Rechtliche Beurteilung

[13] Die Revision ist gegenüber der Erstbeklagten zulässig, sie ist im Sinne des eventualiter gestellten Aufhebungsbegehrens auch berechtigt.

[14] Gegenüber der Zweitbeklagten ist die Revision mangels einer erheblichen Rechtsfrage nicht zulässig.

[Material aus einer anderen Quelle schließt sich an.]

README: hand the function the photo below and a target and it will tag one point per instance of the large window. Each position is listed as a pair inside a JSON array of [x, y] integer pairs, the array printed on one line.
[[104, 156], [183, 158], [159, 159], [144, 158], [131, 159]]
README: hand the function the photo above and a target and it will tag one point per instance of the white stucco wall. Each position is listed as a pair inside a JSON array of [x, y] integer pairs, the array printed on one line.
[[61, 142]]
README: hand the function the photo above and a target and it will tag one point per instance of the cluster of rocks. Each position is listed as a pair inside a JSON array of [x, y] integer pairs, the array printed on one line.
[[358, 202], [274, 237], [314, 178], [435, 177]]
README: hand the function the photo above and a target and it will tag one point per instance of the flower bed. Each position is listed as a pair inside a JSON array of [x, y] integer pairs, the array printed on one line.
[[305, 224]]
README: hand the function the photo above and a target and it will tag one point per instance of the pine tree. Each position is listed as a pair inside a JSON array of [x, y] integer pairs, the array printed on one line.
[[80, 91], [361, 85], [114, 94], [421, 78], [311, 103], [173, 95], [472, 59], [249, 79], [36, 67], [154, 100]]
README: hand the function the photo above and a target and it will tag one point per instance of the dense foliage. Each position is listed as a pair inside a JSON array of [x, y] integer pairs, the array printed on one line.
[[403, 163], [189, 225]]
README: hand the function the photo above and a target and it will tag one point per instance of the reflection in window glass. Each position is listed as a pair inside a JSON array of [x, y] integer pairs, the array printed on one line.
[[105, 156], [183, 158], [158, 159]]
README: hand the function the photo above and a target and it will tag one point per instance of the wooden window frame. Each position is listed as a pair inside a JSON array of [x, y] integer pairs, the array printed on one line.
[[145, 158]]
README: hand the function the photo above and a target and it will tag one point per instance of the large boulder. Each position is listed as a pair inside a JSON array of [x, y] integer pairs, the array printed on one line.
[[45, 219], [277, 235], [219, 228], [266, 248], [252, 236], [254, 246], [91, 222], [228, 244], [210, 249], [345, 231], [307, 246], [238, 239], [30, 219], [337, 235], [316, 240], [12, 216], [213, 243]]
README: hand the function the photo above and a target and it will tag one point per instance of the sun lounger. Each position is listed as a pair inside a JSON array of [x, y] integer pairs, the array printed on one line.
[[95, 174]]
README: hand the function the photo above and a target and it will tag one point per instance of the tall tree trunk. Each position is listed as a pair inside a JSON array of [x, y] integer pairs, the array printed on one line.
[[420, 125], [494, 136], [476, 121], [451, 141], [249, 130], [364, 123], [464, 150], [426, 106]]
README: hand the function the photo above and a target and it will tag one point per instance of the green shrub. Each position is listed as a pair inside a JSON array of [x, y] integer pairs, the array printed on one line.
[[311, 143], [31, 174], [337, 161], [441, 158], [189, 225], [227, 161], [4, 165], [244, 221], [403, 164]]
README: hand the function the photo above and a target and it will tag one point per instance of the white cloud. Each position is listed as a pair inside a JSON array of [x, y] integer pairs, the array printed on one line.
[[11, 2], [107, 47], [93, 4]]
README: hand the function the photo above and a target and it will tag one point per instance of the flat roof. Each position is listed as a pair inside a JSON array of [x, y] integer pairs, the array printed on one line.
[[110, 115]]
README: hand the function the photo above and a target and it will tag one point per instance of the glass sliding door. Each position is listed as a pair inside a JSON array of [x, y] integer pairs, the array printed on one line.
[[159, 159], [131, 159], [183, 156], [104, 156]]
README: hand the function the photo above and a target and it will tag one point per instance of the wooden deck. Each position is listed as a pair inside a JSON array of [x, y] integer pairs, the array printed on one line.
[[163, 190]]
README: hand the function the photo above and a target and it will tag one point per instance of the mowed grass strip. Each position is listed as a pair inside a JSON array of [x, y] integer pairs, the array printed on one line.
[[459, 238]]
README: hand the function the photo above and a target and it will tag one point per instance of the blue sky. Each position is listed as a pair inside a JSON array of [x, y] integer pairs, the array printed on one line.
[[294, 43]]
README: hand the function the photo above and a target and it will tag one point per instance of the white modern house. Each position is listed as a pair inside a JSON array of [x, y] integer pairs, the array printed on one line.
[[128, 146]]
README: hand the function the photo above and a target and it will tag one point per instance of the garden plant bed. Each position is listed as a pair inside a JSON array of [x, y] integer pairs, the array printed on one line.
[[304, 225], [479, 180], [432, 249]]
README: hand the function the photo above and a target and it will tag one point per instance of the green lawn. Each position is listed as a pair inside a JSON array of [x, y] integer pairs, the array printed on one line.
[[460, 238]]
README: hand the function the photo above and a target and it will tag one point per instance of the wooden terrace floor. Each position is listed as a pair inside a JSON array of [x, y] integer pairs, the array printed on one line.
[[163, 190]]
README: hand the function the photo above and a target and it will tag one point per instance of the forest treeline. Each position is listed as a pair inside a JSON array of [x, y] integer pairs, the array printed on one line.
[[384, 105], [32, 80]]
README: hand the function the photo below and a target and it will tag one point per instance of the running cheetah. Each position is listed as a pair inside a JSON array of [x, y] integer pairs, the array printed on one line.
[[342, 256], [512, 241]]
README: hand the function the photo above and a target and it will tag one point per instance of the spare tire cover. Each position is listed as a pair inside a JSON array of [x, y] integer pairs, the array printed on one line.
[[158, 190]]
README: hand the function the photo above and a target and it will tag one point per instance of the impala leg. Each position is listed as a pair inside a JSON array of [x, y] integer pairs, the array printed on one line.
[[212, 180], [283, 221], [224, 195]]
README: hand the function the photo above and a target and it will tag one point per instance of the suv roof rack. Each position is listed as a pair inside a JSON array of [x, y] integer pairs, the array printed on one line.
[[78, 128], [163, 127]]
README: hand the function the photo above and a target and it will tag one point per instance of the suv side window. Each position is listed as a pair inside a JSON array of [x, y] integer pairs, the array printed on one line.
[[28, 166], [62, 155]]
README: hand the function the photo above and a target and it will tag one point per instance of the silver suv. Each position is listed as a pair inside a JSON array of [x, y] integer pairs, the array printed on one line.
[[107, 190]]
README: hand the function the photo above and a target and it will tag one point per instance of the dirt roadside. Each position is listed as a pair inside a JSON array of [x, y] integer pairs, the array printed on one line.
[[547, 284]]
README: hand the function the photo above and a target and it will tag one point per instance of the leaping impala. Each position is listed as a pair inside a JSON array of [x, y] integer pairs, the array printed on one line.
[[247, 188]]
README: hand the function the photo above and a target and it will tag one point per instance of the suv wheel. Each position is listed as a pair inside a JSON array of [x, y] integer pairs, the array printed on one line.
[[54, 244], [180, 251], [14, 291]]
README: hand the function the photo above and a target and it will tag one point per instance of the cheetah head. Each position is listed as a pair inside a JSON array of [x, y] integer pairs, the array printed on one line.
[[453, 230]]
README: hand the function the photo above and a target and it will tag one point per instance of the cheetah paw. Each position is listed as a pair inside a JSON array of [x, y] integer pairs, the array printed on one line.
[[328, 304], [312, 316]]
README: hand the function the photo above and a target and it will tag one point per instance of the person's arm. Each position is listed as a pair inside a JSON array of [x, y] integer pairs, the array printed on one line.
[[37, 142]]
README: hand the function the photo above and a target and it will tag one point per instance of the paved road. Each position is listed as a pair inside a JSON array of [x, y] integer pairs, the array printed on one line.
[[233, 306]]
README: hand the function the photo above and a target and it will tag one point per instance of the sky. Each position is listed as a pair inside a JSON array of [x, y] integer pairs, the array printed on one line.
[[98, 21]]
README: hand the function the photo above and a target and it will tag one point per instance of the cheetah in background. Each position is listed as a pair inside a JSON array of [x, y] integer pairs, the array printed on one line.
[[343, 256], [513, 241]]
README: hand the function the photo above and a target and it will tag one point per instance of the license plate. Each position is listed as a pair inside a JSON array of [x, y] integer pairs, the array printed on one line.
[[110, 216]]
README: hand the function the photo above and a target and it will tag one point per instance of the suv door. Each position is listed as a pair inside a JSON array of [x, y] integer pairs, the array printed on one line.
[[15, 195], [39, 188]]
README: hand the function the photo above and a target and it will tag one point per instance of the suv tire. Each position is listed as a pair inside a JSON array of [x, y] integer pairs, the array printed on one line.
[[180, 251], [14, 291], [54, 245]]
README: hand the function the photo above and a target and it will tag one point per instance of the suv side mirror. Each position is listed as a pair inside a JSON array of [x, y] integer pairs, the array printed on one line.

I. Zur Revision gegenüber der Erstbeklagten

[15] Die Revision macht als erhebliche Rechtsfrage geltend, dass aus der bisherigen Rechtsprechung des Obersten Gerichtshofs nicht geschlossen werden könne, dass die lange Verjährungsfrist gegenüber juristischen Personen ausschließlich im Falle eines Vermögensdelikts zur Anwendung komme. Der Schluss, dass „jedenfalls“ ein wirtschaftlicher Vorteil eingetreten sein müsse, decke sich nicht mit der bisherigen Rechtsprechung und widerspreche dem Normzweck des § 1489 ABGB. Zudem sei auch die kurze Verjährungsfrist von drei Jahren zum Zeitpunkt der Klagseinbringung noch nicht abgelaufen gewesen.

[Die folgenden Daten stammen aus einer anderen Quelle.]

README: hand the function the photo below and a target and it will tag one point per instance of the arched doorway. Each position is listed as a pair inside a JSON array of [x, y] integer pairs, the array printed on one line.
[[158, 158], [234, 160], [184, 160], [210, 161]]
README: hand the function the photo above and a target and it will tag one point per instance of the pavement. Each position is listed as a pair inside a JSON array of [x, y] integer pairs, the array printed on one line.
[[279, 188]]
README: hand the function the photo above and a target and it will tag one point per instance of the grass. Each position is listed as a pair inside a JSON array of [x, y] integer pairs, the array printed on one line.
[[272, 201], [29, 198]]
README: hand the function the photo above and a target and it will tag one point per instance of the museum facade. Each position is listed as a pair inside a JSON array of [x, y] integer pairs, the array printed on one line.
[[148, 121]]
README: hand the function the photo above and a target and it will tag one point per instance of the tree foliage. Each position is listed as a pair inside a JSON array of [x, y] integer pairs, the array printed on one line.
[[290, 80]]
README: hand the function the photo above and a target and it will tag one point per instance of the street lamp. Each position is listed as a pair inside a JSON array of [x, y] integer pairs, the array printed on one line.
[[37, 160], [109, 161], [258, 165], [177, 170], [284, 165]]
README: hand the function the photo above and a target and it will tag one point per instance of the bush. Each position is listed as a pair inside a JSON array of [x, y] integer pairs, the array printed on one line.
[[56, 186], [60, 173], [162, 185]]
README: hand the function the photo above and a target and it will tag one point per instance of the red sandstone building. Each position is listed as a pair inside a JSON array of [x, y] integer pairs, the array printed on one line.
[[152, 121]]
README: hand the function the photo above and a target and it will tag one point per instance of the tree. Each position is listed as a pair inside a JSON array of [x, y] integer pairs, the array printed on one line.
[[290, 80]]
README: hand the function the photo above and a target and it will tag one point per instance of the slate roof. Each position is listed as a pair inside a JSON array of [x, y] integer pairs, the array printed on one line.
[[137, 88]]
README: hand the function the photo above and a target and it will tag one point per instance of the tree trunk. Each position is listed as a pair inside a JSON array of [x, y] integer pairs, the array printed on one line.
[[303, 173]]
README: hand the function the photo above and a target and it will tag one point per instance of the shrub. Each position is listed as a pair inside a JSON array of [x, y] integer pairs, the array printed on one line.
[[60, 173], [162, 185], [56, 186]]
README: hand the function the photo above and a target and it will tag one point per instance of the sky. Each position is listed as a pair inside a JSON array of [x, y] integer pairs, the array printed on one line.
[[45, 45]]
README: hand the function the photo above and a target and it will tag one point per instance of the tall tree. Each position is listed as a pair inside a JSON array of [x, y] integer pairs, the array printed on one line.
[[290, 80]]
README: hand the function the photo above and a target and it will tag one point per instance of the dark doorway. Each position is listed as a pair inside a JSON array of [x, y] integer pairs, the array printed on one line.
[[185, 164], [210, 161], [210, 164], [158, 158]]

1. Zur kurzen Verjährungsfrist

[16] 1.1. Gemäß § 1489 Satz 1 ABGB ist jede Entschädigungsklage in drei Jahren von der Zeit an verjährt, zu welcher der Schaden und die Person des Beschädigers dem Beschädigten bekannt wurde. Zum Beginn der dreijährigen kenntnisabhängigen Verjährungsfrist des § 1489 ABGB hat die Rechtsprechung folgende Grundsätze entwickelt:

[17] Die kurze Verjährungsfrist wird durch die Kenntnis des Schadens und der Person des Ersatzpflichtigen sowie des Ursachenzusammenhangs zwischen dem Schaden und dem schadensstiftenden Verhalten in Gang gesetzt (RS0034374 [auch T4]). Wann dies jeweils der Fall ist, hängt naturgemäß von den Umständen des jeweiligen Einzelfalls ab (RS0034524 [T41]).

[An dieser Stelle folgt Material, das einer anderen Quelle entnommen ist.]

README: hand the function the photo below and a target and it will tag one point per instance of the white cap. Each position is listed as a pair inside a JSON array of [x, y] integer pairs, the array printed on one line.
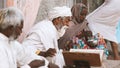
[[59, 11]]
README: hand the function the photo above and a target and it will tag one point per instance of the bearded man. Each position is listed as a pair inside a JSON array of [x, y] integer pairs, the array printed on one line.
[[11, 51], [44, 35]]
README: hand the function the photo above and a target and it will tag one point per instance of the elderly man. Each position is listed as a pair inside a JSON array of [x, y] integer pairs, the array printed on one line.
[[12, 52], [44, 35], [79, 12]]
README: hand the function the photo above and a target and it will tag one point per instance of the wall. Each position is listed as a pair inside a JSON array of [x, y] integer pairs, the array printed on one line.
[[46, 5], [30, 9]]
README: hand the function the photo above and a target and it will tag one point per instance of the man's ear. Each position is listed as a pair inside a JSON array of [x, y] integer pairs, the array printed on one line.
[[56, 21]]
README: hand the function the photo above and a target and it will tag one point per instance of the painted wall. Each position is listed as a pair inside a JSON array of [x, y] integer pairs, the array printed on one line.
[[30, 10]]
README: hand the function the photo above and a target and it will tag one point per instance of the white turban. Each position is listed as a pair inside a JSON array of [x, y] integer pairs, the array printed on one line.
[[59, 11]]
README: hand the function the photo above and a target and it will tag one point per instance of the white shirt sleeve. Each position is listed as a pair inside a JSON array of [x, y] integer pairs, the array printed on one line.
[[25, 55]]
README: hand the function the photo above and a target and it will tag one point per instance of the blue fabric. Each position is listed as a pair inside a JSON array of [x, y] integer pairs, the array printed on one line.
[[118, 32]]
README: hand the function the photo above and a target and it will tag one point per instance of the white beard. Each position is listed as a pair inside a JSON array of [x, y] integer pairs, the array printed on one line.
[[61, 31], [12, 37]]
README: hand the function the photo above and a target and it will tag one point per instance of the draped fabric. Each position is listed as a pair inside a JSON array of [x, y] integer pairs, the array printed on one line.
[[42, 37], [104, 19], [12, 52]]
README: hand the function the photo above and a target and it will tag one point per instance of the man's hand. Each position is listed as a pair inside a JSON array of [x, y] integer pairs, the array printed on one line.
[[37, 63], [50, 52], [51, 65]]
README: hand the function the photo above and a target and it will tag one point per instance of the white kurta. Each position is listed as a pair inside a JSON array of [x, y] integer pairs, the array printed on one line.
[[12, 52], [44, 36], [105, 19]]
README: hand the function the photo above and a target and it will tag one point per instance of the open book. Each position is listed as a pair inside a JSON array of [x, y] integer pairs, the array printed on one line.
[[92, 56]]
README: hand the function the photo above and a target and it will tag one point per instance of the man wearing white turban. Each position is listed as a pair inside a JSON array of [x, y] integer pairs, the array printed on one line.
[[44, 35], [104, 20]]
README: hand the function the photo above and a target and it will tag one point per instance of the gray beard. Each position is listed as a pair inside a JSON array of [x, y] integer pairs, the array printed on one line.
[[12, 37]]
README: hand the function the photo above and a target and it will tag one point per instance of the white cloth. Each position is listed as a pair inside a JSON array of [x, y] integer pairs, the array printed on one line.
[[13, 53], [44, 36], [59, 11], [104, 19]]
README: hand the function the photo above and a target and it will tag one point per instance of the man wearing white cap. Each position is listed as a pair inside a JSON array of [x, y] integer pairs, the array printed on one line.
[[44, 35]]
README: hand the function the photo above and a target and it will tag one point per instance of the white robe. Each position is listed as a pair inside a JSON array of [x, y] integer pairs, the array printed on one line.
[[104, 19], [13, 53], [44, 36]]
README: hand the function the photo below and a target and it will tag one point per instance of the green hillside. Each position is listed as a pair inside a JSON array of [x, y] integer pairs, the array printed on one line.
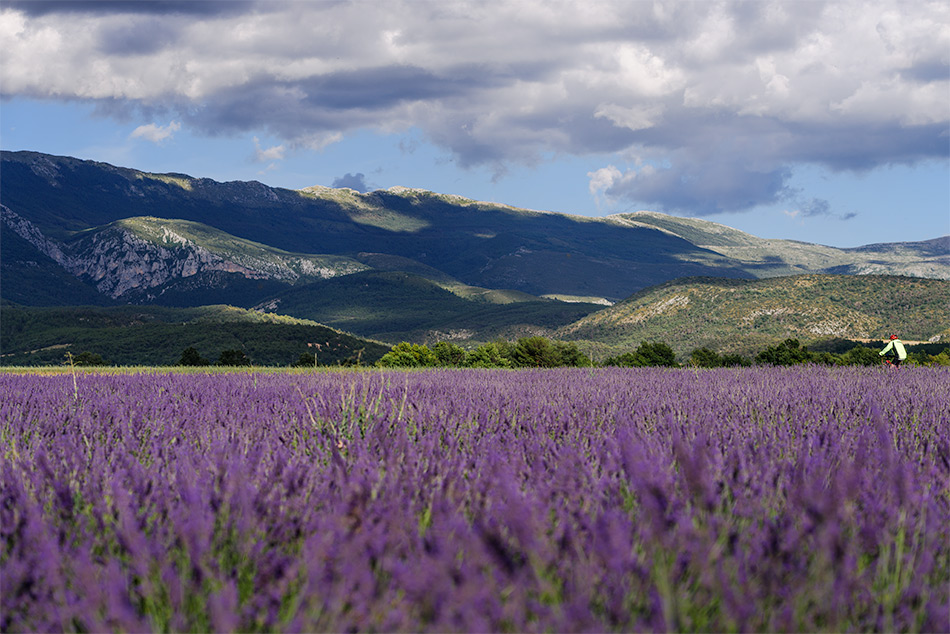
[[28, 276], [770, 258], [744, 316], [135, 335], [479, 244], [396, 306]]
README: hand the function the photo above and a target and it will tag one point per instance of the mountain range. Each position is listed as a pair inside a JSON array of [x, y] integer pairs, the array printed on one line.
[[391, 264]]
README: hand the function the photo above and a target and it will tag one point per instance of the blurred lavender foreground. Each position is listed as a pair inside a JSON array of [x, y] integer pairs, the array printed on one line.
[[779, 499]]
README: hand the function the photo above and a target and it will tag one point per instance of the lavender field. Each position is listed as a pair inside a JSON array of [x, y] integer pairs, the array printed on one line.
[[754, 499]]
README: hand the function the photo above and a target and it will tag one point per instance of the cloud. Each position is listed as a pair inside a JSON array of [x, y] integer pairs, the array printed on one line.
[[156, 133], [264, 155], [353, 181], [708, 107], [189, 7]]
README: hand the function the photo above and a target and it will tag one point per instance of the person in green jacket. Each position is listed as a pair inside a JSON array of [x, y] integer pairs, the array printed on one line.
[[897, 346]]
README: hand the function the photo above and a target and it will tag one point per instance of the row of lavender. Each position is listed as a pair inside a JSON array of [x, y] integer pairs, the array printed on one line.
[[569, 500]]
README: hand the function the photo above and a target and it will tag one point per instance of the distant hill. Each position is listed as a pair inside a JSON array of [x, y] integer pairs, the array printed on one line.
[[149, 335], [409, 264], [744, 316], [53, 202], [396, 306], [770, 258]]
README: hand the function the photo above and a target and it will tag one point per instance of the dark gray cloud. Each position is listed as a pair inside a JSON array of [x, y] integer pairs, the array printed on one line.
[[353, 181], [708, 107], [142, 37], [165, 7]]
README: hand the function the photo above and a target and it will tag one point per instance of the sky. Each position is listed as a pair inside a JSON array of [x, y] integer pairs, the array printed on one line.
[[826, 122]]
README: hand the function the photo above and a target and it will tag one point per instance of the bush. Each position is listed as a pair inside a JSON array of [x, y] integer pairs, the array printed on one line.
[[489, 355], [233, 357], [88, 359], [191, 357], [449, 354], [408, 355], [646, 355], [705, 358]]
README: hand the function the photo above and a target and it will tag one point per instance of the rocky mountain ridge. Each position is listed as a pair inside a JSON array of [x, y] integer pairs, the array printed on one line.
[[133, 236]]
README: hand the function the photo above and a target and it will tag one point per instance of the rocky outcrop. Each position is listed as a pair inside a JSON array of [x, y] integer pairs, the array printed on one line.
[[118, 260]]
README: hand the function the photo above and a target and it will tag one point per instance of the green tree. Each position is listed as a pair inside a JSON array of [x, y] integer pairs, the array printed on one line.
[[569, 355], [408, 355], [646, 354], [305, 360], [449, 354], [705, 358], [88, 358], [190, 356], [789, 352], [535, 352], [233, 357], [861, 355], [488, 355]]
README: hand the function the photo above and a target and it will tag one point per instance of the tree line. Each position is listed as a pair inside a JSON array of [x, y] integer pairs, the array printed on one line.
[[539, 352]]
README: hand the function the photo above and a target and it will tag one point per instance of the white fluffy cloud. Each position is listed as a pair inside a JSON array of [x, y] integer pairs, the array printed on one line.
[[718, 100], [156, 133]]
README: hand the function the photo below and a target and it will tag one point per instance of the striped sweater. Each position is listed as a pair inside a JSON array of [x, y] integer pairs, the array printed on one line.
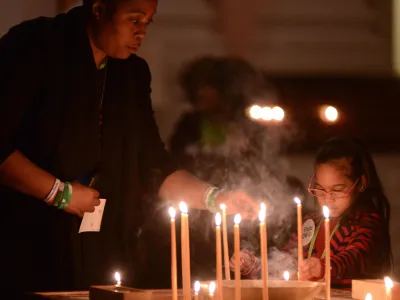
[[357, 248]]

[18] Diese Kenntnis muss den ganzen anspruchsbegründenden Sachverhalt umfassen, insbesondere auch die Kausalität zwischen Schaden und einem bestimmten Verhalten des Schädigers und jene Umstände, aus denen sich ein Verschulden des Schädigers ableiten lässt (RS0034951 [T7]). Der anspruchsbegründende Sachverhalt muss dem Geschädigten dabei nicht in allen Einzelheiten, aber doch so weit bekannt sein, dass er in der Lage ist, eine Klage mit Aussicht auf Erfolg zu führen (RS0034366 [insbesondere T19]; RS0034524), wobei auch die Möglichkeit der Einbringung einer Feststellungsklage in Betracht zu ziehen ist (RS0034524 [T2, T17]).

[19] Sobald sich dem Geschädigten die Möglichkeit bietet, ist ihm schon vor Kenntnis der genauen Höhe seines Schadens die Erhebung einer Feststellungsklage abzuverlangen, um die Unterbrechung der Verjährung zu bewirken (RS0034524 [T40]). Die Frage des Beginns der Verjährungsfrist bei Schadenersatzansprüchen kann nur für den jeweiligen Einzelfall beantwortet werden (vgl RS0034524 [T60]).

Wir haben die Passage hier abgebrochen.